Though Vice President Kamala Harris' history of blunders, gaffes, and word salad soliloquies have often drawn comparisons to the hapless character of Selina Meyer on HBO series Veep, it was not until Wednesday's episode of the Late Show with Stephen Colbert that the parallels were confirmed as true, as Fox News reports.
During her sit-down with the show's liberal stalwart host, Harris guffawed her way through an explanation of how similar her life as vice president sometimes is to the depictions in the aforementioned comedy, while struggling to articulate exactly what her job entails.
As their conversation got rolling, Harris referenced Colbert's affinity for Veep and did not hesitate to admit that daily operations in her office are frequently analogous to those depicted on the show.

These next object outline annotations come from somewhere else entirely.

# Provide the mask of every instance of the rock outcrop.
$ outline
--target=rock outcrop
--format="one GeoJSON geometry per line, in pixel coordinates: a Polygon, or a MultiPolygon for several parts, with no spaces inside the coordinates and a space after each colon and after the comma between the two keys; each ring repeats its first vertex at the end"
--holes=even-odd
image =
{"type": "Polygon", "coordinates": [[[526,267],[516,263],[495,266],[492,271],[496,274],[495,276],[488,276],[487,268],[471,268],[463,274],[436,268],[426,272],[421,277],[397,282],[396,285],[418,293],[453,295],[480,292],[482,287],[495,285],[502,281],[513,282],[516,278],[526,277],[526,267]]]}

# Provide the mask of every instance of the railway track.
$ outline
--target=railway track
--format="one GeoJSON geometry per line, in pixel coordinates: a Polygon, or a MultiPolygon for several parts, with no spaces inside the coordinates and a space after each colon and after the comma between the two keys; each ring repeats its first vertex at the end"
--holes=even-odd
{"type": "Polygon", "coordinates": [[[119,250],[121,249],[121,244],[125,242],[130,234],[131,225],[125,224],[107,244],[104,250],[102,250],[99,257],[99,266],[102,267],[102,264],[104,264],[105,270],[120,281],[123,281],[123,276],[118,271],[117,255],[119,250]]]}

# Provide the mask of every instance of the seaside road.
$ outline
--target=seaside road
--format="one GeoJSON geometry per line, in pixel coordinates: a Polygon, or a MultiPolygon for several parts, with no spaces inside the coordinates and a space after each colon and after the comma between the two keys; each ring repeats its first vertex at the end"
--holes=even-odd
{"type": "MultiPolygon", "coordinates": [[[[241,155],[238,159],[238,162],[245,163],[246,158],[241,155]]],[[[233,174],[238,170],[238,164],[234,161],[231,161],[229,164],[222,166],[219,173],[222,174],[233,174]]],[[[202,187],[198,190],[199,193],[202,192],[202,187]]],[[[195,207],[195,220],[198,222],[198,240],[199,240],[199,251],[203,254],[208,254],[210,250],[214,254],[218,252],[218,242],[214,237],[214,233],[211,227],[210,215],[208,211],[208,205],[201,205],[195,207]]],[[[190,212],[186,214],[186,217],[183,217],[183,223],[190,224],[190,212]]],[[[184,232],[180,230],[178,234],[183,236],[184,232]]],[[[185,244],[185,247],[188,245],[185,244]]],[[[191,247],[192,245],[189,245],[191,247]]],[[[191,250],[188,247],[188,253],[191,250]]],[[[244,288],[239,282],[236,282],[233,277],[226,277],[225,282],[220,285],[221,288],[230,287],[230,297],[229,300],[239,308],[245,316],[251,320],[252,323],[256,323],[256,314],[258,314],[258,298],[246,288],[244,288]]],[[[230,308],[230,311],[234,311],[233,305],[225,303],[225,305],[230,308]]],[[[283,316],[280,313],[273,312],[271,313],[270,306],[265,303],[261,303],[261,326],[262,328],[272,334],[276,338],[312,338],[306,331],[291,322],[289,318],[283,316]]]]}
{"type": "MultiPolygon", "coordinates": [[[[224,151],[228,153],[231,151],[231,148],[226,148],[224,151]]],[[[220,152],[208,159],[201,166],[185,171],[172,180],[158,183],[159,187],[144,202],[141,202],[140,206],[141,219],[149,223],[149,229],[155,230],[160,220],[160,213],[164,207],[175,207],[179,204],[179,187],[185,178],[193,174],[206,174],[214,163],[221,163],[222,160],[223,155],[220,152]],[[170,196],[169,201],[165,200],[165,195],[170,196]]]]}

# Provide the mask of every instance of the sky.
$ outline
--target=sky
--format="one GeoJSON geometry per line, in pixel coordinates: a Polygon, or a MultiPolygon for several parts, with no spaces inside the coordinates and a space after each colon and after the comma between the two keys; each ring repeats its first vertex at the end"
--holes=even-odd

“I know you love Veep,” Harris began, prompting Colbert to inquire whether the series was, in the vice president's experience, true to life.
Startlingly, Harris declared, “There are bits of it that are actually quite accurate” before recounting what she clearly intended to be a funny anecdote about a time when a closed fireplace flue in her office led to an inundation of smoke.
The vice president went on to reveal that she had an opportunity to meet Julia Louis-Dreyfus, who brought the character of Selina Meyer to the screen, before delving further into the analogies between that fictional portrayal and her own daily experiences.
Piggybacking on their discussion of the popular series, Colbert observed, “One of the themes of the show is that her character, Selina Meyer, is frustrated by the sometimes-vague duties of the role. It's a high constitutional office but does not describe what you're supposed to be doing.”
“Does that ring true? Colbert asked Harris. “Like, what's the actual role on a daily basis as you have found it?”
It was then that Harris launched into one of her characteristically rambling, non-responsive answers, saying, “Well, I have the great privilege of serving with Joe Biden, who is the president of the United States...and was vice president.”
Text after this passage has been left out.